Re: George Sherwood 1883 Fort Ann NY
-
In reply to:
Re: George Sherwood 1883 Fort Ann NY
Kimberley Coryell-Conley 12/12/01
I found this in our local newspaper. It is about Adiel Sherwood and his tavern.
County court dispute goes way back
Over My Shoulder
Published on 1/19/2002
By Joseph Cutshall King
When does it pay to shut your mouth?
The "courthouse caper" of Adiel Sherwood is a case in point.
We need a bit of background. I take you back to the late 1790s, those days when Washington County included all of Warren County.
A power struggle over the placement of courts had been ongoing since the county had changed its name to honor Washington in 1784. Since 1772, the courts had been in Fort Edward at the home and courthouse of Justice Patrick Smyth, now the Old Fort House
Museum.
The courts ceased during the war, but were resurrected in the same place by 1786. By that time, the place was a tavern owned by Adiel Sherwood, a colonel in the County Militia who had been commanding Fort Ann when Carlton's troops had captured it in 1780. Sherwood was a hero.
Folks in Salem agitated for the courts being placed there. This was understandable as so much power was represented in the community, especially with the presence of Gen. John Williams.
Williams, a physician who had led that Militia, was himself a hero of the Revolution, a member of the legislature and of Congress among his other accomplishments. He was also very rich, which didn't hurt.
In 1791, Williams and others succeeded in getting Salem appointed the county seat. Citizens of Fort Edward, then a part of the Town of Argyle, were incensed. They managed to get the state to allow courts to be held in Fort Edward, too. So, in effect, a dual
county seat existed. As far as I know, today the only other place with this oddity of having two county courts in two separate towns exists in Bennington County, Vermont.
Now to the courthouse caper. As Crisfield Johnson so beautifully wrote in his county history, in 1796, Sherwood "now united the glittering dignity of a lieutenant-colonel of militia with the humble duties of a village tavern-keeper."
Evidently the tavern's well-being took precedent. The court was held in the dining room. One day as the sessions had droned on, it apparently looked to Sherwood as if court were going to encroach upon the dinner-hour, impeding service to the taverns' regulars.
Hell knows no fury like a restaurateur kept from serving customers. Sherwood entered the courtroom and ordered the judges to leave. Forthwith!
However, an innkeeper's wrath is nothing compared to that of a judge, especially these judges, three of whom happened to be state senators. As Johnson wrote, that the judges "should be thus dictatorially ordered out of it, even by a lieutenant-colonel of militia, was almost enough to paralyze them with horror and indignation." Perhaps at that moment, but not at the next session.
Sherwood had actually succeeded in shutting down the court to get his food and beverage service going, his motto probably being, "Don't let the ale fail."

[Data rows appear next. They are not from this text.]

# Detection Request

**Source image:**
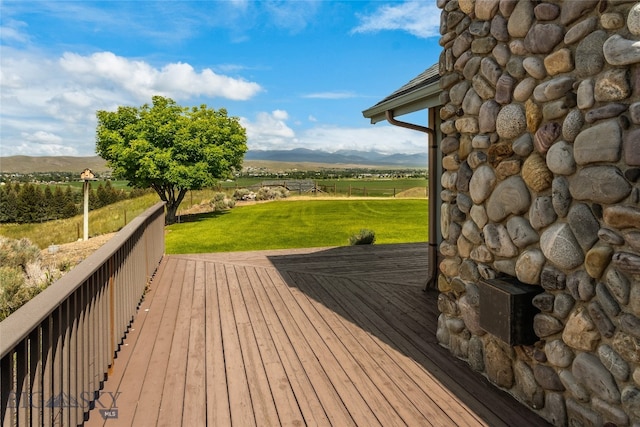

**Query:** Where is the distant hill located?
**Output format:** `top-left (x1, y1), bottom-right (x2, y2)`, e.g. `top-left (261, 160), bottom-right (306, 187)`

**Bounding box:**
top-left (0, 148), bottom-right (427, 174)
top-left (0, 156), bottom-right (110, 176)
top-left (245, 148), bottom-right (427, 168)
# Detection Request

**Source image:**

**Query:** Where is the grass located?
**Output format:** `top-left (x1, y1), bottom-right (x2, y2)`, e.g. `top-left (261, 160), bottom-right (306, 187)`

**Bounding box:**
top-left (0, 193), bottom-right (159, 249)
top-left (165, 199), bottom-right (428, 254)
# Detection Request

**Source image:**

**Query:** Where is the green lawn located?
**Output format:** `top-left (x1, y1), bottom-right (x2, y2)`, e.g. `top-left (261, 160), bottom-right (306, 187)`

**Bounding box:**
top-left (165, 199), bottom-right (428, 254)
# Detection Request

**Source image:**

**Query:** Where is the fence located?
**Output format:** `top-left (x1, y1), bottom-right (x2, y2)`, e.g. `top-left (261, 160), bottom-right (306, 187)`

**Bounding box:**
top-left (0, 202), bottom-right (164, 426)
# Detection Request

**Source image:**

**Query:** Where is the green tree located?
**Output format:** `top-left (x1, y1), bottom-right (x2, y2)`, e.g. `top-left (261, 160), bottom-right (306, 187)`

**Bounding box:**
top-left (96, 96), bottom-right (247, 224)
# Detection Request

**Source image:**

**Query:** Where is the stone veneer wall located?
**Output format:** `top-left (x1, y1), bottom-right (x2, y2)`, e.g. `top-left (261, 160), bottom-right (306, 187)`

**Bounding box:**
top-left (437, 0), bottom-right (640, 426)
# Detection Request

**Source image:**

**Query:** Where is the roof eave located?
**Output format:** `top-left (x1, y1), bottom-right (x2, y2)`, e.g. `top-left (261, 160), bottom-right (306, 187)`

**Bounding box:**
top-left (362, 81), bottom-right (441, 124)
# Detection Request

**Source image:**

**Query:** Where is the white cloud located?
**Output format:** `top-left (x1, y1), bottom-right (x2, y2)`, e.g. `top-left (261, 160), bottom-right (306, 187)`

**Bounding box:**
top-left (302, 91), bottom-right (357, 99)
top-left (240, 110), bottom-right (297, 150)
top-left (351, 1), bottom-right (440, 38)
top-left (240, 110), bottom-right (427, 154)
top-left (0, 50), bottom-right (262, 156)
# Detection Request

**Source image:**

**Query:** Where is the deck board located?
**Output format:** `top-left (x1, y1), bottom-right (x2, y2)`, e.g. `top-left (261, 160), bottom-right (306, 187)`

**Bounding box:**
top-left (86, 244), bottom-right (547, 427)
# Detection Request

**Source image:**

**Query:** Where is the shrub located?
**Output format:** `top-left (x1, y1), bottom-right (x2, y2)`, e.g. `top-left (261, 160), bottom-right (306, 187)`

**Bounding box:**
top-left (349, 228), bottom-right (376, 246)
top-left (0, 236), bottom-right (50, 320)
top-left (256, 187), bottom-right (289, 200)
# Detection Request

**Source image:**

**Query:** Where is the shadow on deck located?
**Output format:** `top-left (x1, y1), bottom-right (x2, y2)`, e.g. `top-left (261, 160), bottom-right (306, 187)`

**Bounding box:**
top-left (87, 244), bottom-right (547, 426)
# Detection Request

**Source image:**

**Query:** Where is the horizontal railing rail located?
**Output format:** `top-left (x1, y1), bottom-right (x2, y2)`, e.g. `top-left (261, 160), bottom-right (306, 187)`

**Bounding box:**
top-left (0, 202), bottom-right (164, 426)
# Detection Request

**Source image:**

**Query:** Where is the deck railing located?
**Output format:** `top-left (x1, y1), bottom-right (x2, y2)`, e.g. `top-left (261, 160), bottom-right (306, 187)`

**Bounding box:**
top-left (0, 202), bottom-right (164, 426)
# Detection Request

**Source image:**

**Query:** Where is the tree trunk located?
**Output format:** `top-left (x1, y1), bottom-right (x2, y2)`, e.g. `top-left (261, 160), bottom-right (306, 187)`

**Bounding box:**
top-left (164, 203), bottom-right (179, 225)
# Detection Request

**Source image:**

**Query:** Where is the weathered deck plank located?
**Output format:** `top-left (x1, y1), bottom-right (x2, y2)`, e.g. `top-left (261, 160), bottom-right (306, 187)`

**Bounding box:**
top-left (87, 244), bottom-right (546, 426)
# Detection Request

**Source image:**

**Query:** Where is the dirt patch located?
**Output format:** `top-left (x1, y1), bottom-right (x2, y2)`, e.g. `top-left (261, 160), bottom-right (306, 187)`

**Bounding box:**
top-left (40, 233), bottom-right (116, 270)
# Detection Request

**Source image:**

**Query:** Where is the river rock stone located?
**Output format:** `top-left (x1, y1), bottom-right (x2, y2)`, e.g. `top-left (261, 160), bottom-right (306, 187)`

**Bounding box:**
top-left (456, 161), bottom-right (473, 192)
top-left (506, 56), bottom-right (527, 79)
top-left (496, 159), bottom-right (520, 181)
top-left (611, 252), bottom-right (640, 275)
top-left (565, 400), bottom-right (604, 427)
top-left (524, 99), bottom-right (542, 132)
top-left (513, 360), bottom-right (544, 409)
top-left (475, 0), bottom-right (500, 21)
top-left (507, 2), bottom-right (534, 38)
top-left (547, 141), bottom-right (576, 175)
top-left (562, 309), bottom-right (600, 352)
top-left (571, 353), bottom-right (621, 403)
top-left (462, 220), bottom-right (484, 245)
top-left (587, 301), bottom-right (616, 338)
top-left (553, 294), bottom-right (576, 319)
top-left (542, 94), bottom-right (576, 121)
top-left (544, 76), bottom-right (575, 101)
top-left (524, 24), bottom-right (564, 53)
top-left (470, 205), bottom-right (489, 228)
top-left (544, 48), bottom-right (573, 76)
top-left (533, 365), bottom-right (565, 391)
top-left (576, 79), bottom-right (596, 110)
top-left (584, 245), bottom-right (613, 279)
top-left (467, 336), bottom-right (484, 372)
top-left (564, 16), bottom-right (598, 45)
top-left (470, 245), bottom-right (493, 263)
top-left (540, 222), bottom-right (584, 270)
top-left (600, 12), bottom-right (625, 30)
top-left (495, 73), bottom-right (516, 105)
top-left (469, 165), bottom-right (497, 204)
top-left (476, 100), bottom-right (500, 133)
top-left (484, 339), bottom-right (514, 388)
top-left (569, 166), bottom-right (631, 204)
top-left (516, 249), bottom-right (545, 285)
top-left (575, 30), bottom-right (607, 77)
top-left (551, 176), bottom-right (573, 218)
top-left (584, 103), bottom-right (627, 123)
top-left (567, 203), bottom-right (600, 251)
top-left (496, 104), bottom-right (527, 139)
top-left (471, 74), bottom-right (496, 100)
top-left (533, 313), bottom-right (566, 341)
top-left (458, 295), bottom-right (486, 336)
top-left (598, 228), bottom-right (624, 246)
top-left (532, 292), bottom-right (555, 313)
top-left (529, 196), bottom-right (557, 230)
top-left (486, 176), bottom-right (531, 222)
top-left (605, 268), bottom-right (640, 313)
top-left (544, 340), bottom-right (574, 368)
top-left (533, 3), bottom-right (560, 21)
top-left (513, 77), bottom-right (536, 102)
top-left (598, 344), bottom-right (630, 381)
top-left (482, 223), bottom-right (518, 258)
top-left (462, 89), bottom-right (482, 115)
top-left (511, 133), bottom-right (533, 157)
top-left (567, 270), bottom-right (596, 301)
top-left (603, 34), bottom-right (640, 65)
top-left (629, 102), bottom-right (640, 125)
top-left (594, 69), bottom-right (640, 102)
top-left (522, 56), bottom-right (547, 80)
top-left (533, 122), bottom-right (562, 154)
top-left (627, 3), bottom-right (640, 36)
top-left (603, 205), bottom-right (640, 228)
top-left (560, 0), bottom-right (598, 25)
top-left (507, 216), bottom-right (540, 248)
top-left (622, 129), bottom-right (640, 166)
top-left (558, 369), bottom-right (597, 402)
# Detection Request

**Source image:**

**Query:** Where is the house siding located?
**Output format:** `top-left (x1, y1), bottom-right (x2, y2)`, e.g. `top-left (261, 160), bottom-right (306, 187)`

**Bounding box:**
top-left (437, 0), bottom-right (640, 426)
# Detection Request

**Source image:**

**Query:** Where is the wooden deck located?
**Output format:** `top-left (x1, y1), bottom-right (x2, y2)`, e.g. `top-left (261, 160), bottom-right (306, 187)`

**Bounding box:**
top-left (86, 244), bottom-right (547, 427)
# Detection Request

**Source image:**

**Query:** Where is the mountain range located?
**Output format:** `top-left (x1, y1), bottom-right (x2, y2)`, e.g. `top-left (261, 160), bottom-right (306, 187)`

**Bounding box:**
top-left (245, 148), bottom-right (427, 168)
top-left (0, 148), bottom-right (427, 173)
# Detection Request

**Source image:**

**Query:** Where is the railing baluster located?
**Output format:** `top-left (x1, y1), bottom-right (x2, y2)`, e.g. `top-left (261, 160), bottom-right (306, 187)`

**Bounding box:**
top-left (0, 203), bottom-right (164, 427)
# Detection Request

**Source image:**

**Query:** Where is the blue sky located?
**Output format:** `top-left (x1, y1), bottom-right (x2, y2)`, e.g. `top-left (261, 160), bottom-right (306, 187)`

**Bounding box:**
top-left (0, 0), bottom-right (440, 156)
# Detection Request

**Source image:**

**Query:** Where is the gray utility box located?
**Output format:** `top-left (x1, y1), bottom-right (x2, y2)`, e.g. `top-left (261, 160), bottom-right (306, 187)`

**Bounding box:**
top-left (478, 277), bottom-right (544, 346)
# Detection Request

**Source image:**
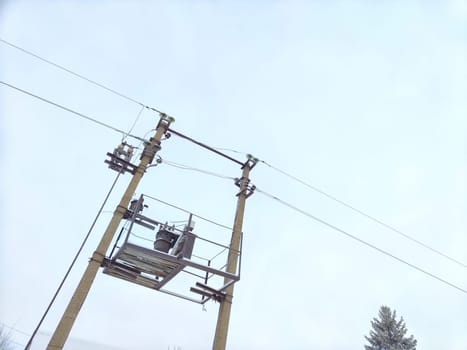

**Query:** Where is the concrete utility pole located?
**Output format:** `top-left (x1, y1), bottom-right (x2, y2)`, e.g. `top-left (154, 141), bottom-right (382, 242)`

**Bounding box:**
top-left (212, 157), bottom-right (256, 350)
top-left (47, 114), bottom-right (173, 350)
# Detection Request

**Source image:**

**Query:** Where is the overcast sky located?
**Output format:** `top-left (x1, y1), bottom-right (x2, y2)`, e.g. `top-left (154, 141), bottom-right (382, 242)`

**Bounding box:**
top-left (0, 0), bottom-right (467, 350)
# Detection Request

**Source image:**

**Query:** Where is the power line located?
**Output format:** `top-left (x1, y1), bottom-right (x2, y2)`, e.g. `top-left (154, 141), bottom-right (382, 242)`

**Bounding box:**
top-left (168, 128), bottom-right (244, 166)
top-left (24, 171), bottom-right (122, 350)
top-left (216, 147), bottom-right (467, 268)
top-left (0, 38), bottom-right (162, 113)
top-left (144, 194), bottom-right (233, 231)
top-left (256, 188), bottom-right (467, 294)
top-left (123, 107), bottom-right (144, 141)
top-left (260, 160), bottom-right (467, 268)
top-left (0, 80), bottom-right (145, 142)
top-left (161, 158), bottom-right (235, 180)
top-left (0, 322), bottom-right (31, 337)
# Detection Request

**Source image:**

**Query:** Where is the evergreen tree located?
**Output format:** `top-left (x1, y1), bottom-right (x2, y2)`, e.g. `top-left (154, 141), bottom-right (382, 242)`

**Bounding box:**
top-left (365, 305), bottom-right (417, 350)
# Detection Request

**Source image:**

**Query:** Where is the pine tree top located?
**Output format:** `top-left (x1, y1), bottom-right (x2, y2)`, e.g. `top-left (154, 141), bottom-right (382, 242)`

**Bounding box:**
top-left (365, 305), bottom-right (417, 350)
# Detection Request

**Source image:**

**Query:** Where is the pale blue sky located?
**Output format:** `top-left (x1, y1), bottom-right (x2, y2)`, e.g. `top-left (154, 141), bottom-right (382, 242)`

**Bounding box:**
top-left (0, 0), bottom-right (467, 350)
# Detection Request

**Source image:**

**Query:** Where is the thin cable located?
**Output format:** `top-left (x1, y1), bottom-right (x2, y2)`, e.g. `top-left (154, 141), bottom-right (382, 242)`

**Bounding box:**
top-left (0, 38), bottom-right (162, 113)
top-left (167, 128), bottom-right (244, 166)
top-left (260, 160), bottom-right (467, 268)
top-left (0, 80), bottom-right (144, 141)
top-left (24, 172), bottom-right (121, 350)
top-left (144, 194), bottom-right (232, 231)
top-left (256, 188), bottom-right (467, 294)
top-left (122, 106), bottom-right (144, 142)
top-left (161, 158), bottom-right (235, 180)
top-left (0, 322), bottom-right (31, 337)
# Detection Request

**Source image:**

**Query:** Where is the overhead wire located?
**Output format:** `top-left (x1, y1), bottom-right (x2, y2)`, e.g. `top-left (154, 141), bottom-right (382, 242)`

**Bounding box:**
top-left (0, 321), bottom-right (31, 337)
top-left (154, 160), bottom-right (467, 294)
top-left (25, 165), bottom-right (125, 350)
top-left (167, 128), bottom-right (244, 166)
top-left (160, 158), bottom-right (235, 180)
top-left (0, 80), bottom-right (144, 141)
top-left (122, 106), bottom-right (144, 142)
top-left (256, 187), bottom-right (467, 294)
top-left (216, 147), bottom-right (467, 268)
top-left (0, 38), bottom-right (162, 113)
top-left (144, 194), bottom-right (232, 231)
top-left (260, 160), bottom-right (467, 268)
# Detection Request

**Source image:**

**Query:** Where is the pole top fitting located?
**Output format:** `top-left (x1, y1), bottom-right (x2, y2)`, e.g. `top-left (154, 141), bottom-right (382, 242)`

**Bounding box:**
top-left (242, 154), bottom-right (259, 170)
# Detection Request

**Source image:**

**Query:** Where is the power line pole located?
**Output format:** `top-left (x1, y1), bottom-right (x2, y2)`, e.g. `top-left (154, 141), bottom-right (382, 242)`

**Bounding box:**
top-left (47, 114), bottom-right (173, 350)
top-left (212, 156), bottom-right (257, 350)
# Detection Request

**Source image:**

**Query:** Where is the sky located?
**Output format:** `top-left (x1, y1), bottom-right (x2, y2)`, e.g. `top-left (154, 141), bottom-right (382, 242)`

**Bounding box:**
top-left (0, 0), bottom-right (467, 350)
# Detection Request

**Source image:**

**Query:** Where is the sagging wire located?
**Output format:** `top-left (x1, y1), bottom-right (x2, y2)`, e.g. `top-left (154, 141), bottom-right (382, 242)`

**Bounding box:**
top-left (256, 187), bottom-right (467, 294)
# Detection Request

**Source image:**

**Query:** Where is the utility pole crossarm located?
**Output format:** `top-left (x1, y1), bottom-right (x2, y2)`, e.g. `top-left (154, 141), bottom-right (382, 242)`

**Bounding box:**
top-left (47, 114), bottom-right (173, 350)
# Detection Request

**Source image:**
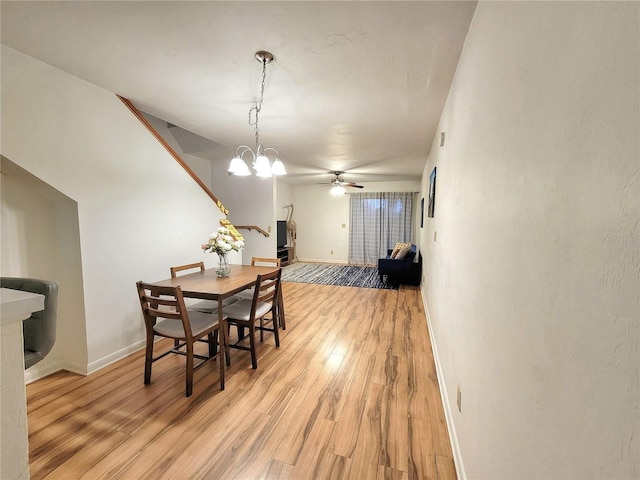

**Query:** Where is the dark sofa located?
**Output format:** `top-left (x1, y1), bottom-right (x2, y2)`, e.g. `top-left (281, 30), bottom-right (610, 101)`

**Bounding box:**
top-left (378, 245), bottom-right (422, 286)
top-left (0, 277), bottom-right (58, 369)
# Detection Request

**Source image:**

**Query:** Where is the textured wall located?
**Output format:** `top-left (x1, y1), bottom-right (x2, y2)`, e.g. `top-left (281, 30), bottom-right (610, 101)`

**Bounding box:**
top-left (421, 2), bottom-right (640, 479)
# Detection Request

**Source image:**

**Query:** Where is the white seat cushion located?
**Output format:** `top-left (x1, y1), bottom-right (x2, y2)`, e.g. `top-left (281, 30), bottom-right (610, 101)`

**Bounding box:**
top-left (222, 300), bottom-right (271, 322)
top-left (153, 311), bottom-right (218, 338)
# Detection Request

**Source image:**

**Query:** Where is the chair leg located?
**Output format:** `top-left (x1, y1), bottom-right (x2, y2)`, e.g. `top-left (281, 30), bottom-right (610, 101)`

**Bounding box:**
top-left (144, 334), bottom-right (155, 385)
top-left (249, 323), bottom-right (258, 370)
top-left (226, 322), bottom-right (231, 367)
top-left (271, 305), bottom-right (280, 348)
top-left (207, 331), bottom-right (218, 358)
top-left (278, 288), bottom-right (287, 330)
top-left (186, 341), bottom-right (193, 397)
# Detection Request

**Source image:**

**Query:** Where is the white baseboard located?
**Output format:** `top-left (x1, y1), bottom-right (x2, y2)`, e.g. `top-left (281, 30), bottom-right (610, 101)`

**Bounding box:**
top-left (420, 289), bottom-right (467, 480)
top-left (24, 340), bottom-right (145, 384)
top-left (87, 340), bottom-right (146, 374)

However, at the next session the judges retaliated against the insolent innkeeper. Let the court record speak for itself: "Adiel Sherwood, having been guilty of contempt, it is ordered that the said Adiel Sherwood be committed to the common jail of Washington county for the space of fifteen days."
Fifteen days in the poky for one late dinner-hour. Adding monetary insult to civil injury, the offended jurists yanked the court out of Sherwood's tavern and changed the venue to the "hotel of Mary Dean, in Sandy Hill" (now Hudson Falls). Apparently Mary could juggle serving both judges and tankards of ale.
The change, however, still left the whole issue of the dual court and dual county seat intact, with courthouses in both Salem and Hudson Falls. It would not be until 1991 that the county courts would again be centralized in just one town.
In which town? Ah, yes, in Fort Edward.
It had taken nearly two centuries, but Adiel Sherwood got the last laugh.